Sunday, November 29, 2015

Dabbling for Dinner

The photo seems to be crying out for a funny caption. Something about exercise or synchronized swimming, right? Click to enlarge. 
These Canada geese are tipped over and reaching down with their long necks to gather food plants from the bottom of the shallow pond. The one that's right side up in the back is a designated sentinel; that's a goose thing -- they take turns watching for danger. Every time you look at a flock of geese you will see that some of them, the guards, are watching you right back and ready to honk an alarm.

Here is a haiku from 1822 by the Japanese poet Issa, translated by David G. Lanoue, about that very thing.

how prudent! 
the geese post guards
awake, asleep 


Monday, November 23, 2015

Happy Thanksgiving!

These New Jersey wild turkeys got nervous when they noticed me approaching. Click to enlarge.  
They slipped away into the trees and quietly disappeared. Stealthy! 






Sunday, November 15, 2015

November

A mockingbird in a persimmon tree. Click to enlarge.
The sun is going down at around 4:30 here now, so by the time I get home from work it's fully dark. Nevertheless there is autumn beauty all around. The wild persimmons are ripe and the birds are feasting on them!

Here is a poem for the season by Adelaide Crapsey. The poet was born in my  neighborhood of Brooklyn Heights in 1878.

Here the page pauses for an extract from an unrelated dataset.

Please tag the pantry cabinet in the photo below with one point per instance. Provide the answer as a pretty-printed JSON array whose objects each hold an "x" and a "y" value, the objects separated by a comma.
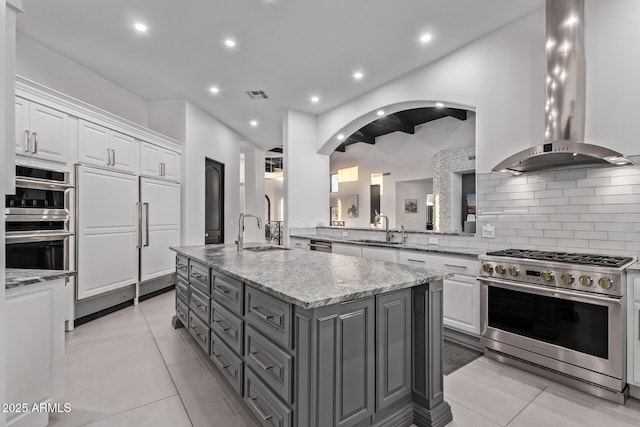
[{"x": 41, "y": 132}]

               November Night

               Listen...
               With faint dry sound,
               Like steps of passing ghosts, 
               The leaves, frost-crisp'd, break from the trees
               And fall. 


Sunday, November 8, 2015

Columbus Circle Pigeons

There I was, sitting on a bench at Columbus Circle in Manhattan, eating a hot knish and looking around. A lot of things were going on: food vendors, sirens, souvenir sales, people renting bicycles, pet-walkers, skate-boarders, shoppers, police, horse-drawn carriages, beggars, preachers, pedicab drivers drumming up fares, New Yorkers walking fast, traffic churning, trains rumbling below, someone doing yoga, and a guy playing a saxophone. And right there in the center of it all --- pigeons. They seemed to be perching on the statues with particularly artistic flare. 
Is this boy showing off for his mother?
"Look -- three at once!" 
A pigeon delicately balanced upon the nose. 
A tender moment with mother, child, and pigeons.  Click on the photos to enlarge. This is the sixth blog I've written about pigeons! Type "pigeon" in the search box on the right for the others. 






























































































"Pigeon friend of mine, 
Fly on, sing on." -- Carl Sandburg



Sunday, November 1, 2015

Another Walk in New Jersey

I wrote a blog in August about a walk I took in northern New Jersey. Here's another blog about a walk in New Jersey, but this time around Cape May at the end of October. The trees were turning colors around one of the ponds at Higbee Beach Wildlife Management area.  Click on the photos to enlarge. 
There were a lot of buckeye butterflies around. They are migrating now. Click here to see a previous blog about buckeye butterflies. 
Buckeyes are seasonally dimorphic; the undersides of their rear wings are tan or brown in spring but pink like this one in autumn. 
Through the woods and onto the dune path. 
To the windy beach. 
All the while migrating hawks were zipping overhead -- too fast for me to photograph, alas. 
Then a little more woods walking. 
Past a few of these south Jersey style swamps. 
In the sheltered spots there were green darner dragonflies, Anax junius.  They are migrating now, too. We can tell that this one is a male from the blue on its abdomen. 
Then there was this little metallic bee shining like gold in the sunlight. It's scientific name Augochlora pura means "pure golden green." These bees are usually green but can be coppery or gold like this one. It is one of the prettiest bees ever. 
And here is a spiffy hover fly from the genus Sphaerophoria. You would think it was still summer in some of the sunny protected corners of Cape May's fields. 
Then back to the leafy country road and home. 
There are some really pretty places in New Jersey.